Bacchus, à juste droit de ses honneurs jaloux.
Tout Dieu veut aux humains se faire reconnaître.
On ne voit point les champs répondre aux soins du Maître,
Si dans les jours sacrés autour de ses guérets,
Il ne marche en triomphe à l’honneur de Cérés.
La Grèce était en jeux pour le fils de Séméle ;
Seules on vit trois sœurs condamner ce saint zèle.
Alcithoé l’aînée ayant pris ses fuseaux,
Dit aux autres : Quoi donc toujours des Dieux nouveaux ?
L’Olympe ne peut plus contenir tant de têtes,
Ni l’an fournir de jours assez pour tant de Fêtes.
Je ne dis rien des vœux dus aux travaux divers
De ce Dieu qui purgea de monstres l’Univers ;
Mais à quoi sert Bacchus, qu’à causer des querelles ?
Affaiblir les plus sains ? enlaidir les plus belles ?
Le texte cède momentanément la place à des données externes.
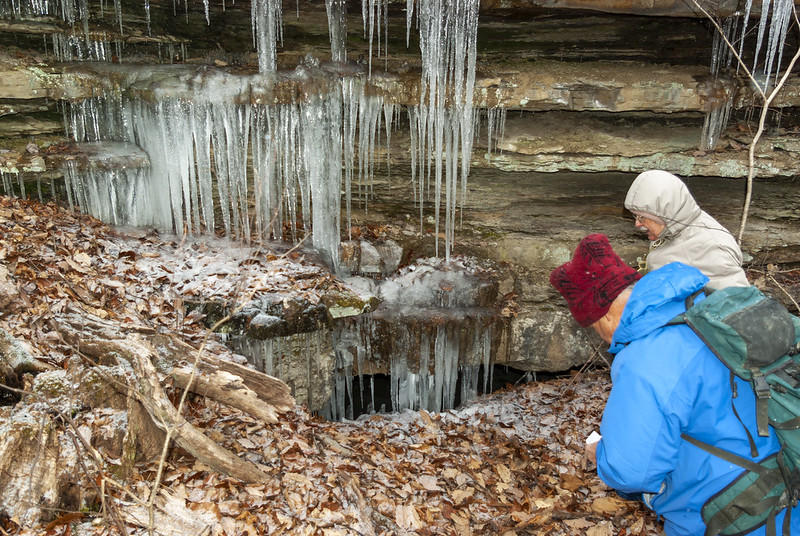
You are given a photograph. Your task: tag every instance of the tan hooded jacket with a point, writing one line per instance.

Souvent mener au Styx par de tristes chemins ?
Et nous irons chômer la peste des humains ?
Pour moi, j’ai résolu de poursuivre ma tâche.
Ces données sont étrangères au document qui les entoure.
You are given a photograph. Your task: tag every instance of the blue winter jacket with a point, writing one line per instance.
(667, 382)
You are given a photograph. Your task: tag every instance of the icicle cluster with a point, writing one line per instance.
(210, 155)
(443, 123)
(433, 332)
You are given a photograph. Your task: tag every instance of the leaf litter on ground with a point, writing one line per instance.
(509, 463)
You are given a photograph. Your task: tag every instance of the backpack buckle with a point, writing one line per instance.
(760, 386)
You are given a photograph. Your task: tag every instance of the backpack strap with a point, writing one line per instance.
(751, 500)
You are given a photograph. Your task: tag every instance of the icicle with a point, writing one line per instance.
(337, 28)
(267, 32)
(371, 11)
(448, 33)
Se donne qui voudra ce jour-ci du relâche :
Ces mains n’en prendront point. Je suis encor d’avis
Que nous rendions le temps moins long par des récits.
Toutes trois tour à tour racontons quelque histoire ;
Je pourrais retrouver sans peine en ma mémoire
Du Monarque des Dieux les divers changements ;
Mais comme chacun sait tous ces événements,
Disons ce que l’amour inspire à nos pareilles :
Non toutefois qu’il faille en contant ses merveilles,
Accoutumer nos cœurs à goûter son poison ;
Car, ainsi que Bacchus, il trouble la raison.
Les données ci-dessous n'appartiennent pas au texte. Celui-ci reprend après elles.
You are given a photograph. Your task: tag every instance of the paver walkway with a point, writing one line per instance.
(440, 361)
Récitons-nous les maux que ses biens nous attirent.
Alcithoé se tut, et ses sœurs applaudirent.
Après quelques moments, haussant un peu la voix,
Dans Thèbes, reprit-elle, on conte qu’autrefois
Deux jeunes cœurs s’aimaient d’une égale tendresse :
Pyrame, c’est l’amant, eut Thisbé pour maîtresse :
Jamais couple ne fut si bien assorti qu’eux ;
L’un bien fait, l’autre belle, agréables tous deux,
Tous deux dignes de plaire, ils s’aimèrent sans peine ;
D’autant plutôt épris, qu’une invincible haine
Divisant leurs parents, ces deux Amants unit,
Et concourut aux traits dont l’Amour se servit.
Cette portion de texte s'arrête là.